En küçükleri bile ailesine onar gur arpa getiriyorlar ve babalarının arpasını çoğaltıyorlar, onu arpa, yağ ve yün içinde yüzdürüyorlar. Fakat sen, haylazlık olunca sen bir adamsın, onlarla karşılaştırılınca sen asla adam değilsin. Tabi isen onlar gibi işçilik yapmıyorsun, onlar. oğullarını işçi yapan babaların çocukları. Fakat ben seni onlar gibi çalıştırtmadım. Bir haylaza kızan benim, hakikaten oğluna kızan adam benim . Akrabalarımla konuştum ve şimdiye kadar fark etmediğin bir şeyi anladım, seninle ilgili bir sözüm onları korkutuyor, onlardan kendini koru.
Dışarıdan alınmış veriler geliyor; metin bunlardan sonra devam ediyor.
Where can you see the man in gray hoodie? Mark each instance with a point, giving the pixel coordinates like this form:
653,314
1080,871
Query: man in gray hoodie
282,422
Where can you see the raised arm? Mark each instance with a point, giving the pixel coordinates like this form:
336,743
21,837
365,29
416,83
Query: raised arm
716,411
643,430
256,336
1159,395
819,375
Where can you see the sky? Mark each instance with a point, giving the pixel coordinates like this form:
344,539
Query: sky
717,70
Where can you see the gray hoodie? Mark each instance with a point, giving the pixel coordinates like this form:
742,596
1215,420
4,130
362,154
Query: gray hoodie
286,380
Senin dostun, beraber olduğun kimselerin değerini bilemedin. Niçin onlardan daha üstün olmuyorsun·? Arkadaşının, beraber olduğunun değerini bilemedin, Niçin onlardan üstün olmuyorsun· Sanat ve beceri tanrısı Enki, ülkede meydana getirdiği bütün sanatkarlar arasında yazı sanatından daha zor olanı bulunmadığını belirtmişti. Eğer (deniz kıyısı, uzak kanalların kıyısı. uzaktaki şarkıların kalbi gibi) şiir olmasaydı benim fikirlerimi dinleyemeyecektin ve sende babamın bilgeliğini sana aktaramayacaktım. Enlil tarafından verilen yargıya göre bir oğul babasının yaptığı işi yapmalı ( ayni mesleğe girmeli ) . Gece ve gündüz senin sıkıntını çekiyorum, Sen ise gece ve gündüzü eğlence ile geçiriyorsun. Sen yemek tulumu gibi, enine boyuna şiştin, yağlandın. Akrabaların sonunun fena olacağına
inanarak gözlüyorlar seni ve insanlık yönüne aldırış etmediğin için sonunun kötü olacağını düşünerek o günü sevinçle bekliyorlar.”
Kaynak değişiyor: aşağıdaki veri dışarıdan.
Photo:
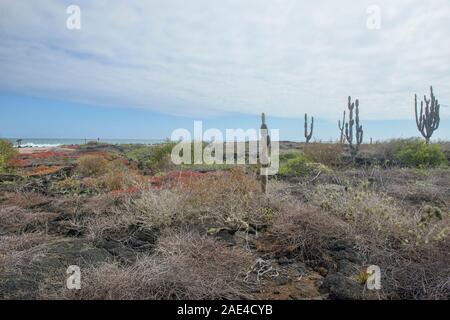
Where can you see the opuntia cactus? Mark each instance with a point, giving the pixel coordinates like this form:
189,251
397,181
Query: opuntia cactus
264,155
308,136
354,147
341,128
428,120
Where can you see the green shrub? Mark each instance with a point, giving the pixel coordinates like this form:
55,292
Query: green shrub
154,158
301,165
92,166
160,156
419,154
7,154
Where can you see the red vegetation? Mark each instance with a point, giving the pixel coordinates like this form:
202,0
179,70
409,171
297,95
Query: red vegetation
42,171
179,178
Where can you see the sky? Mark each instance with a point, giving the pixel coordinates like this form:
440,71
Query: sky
140,69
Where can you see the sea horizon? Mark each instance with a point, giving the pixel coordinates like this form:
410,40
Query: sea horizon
56,142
Buradan sonra gelen 41 satırlık anlaşılamayan kısım atasözleri ve eski deyimleri kapsıyor gibi görünüyor. Hikaye babanın şiir tarzında söylediği bir dua ile sona eriyor:
Seninle kavga edenden, tanrın Nanna seni korusun,
Sana saldırandan tanrın Nanna seni korusun.
Tanrının gözünde değerli olasın ,
İnsanlığın senin sesini ve nefesini yüceltsin,
Şehirindeki akıllıların başı olasın,
Şehirin adını en gözde yerlerde ansın,
Tanrın seni iyi bir ad ile çağırsın .
Tanrın Nanna’nın önünde beğenilen kişi olasın .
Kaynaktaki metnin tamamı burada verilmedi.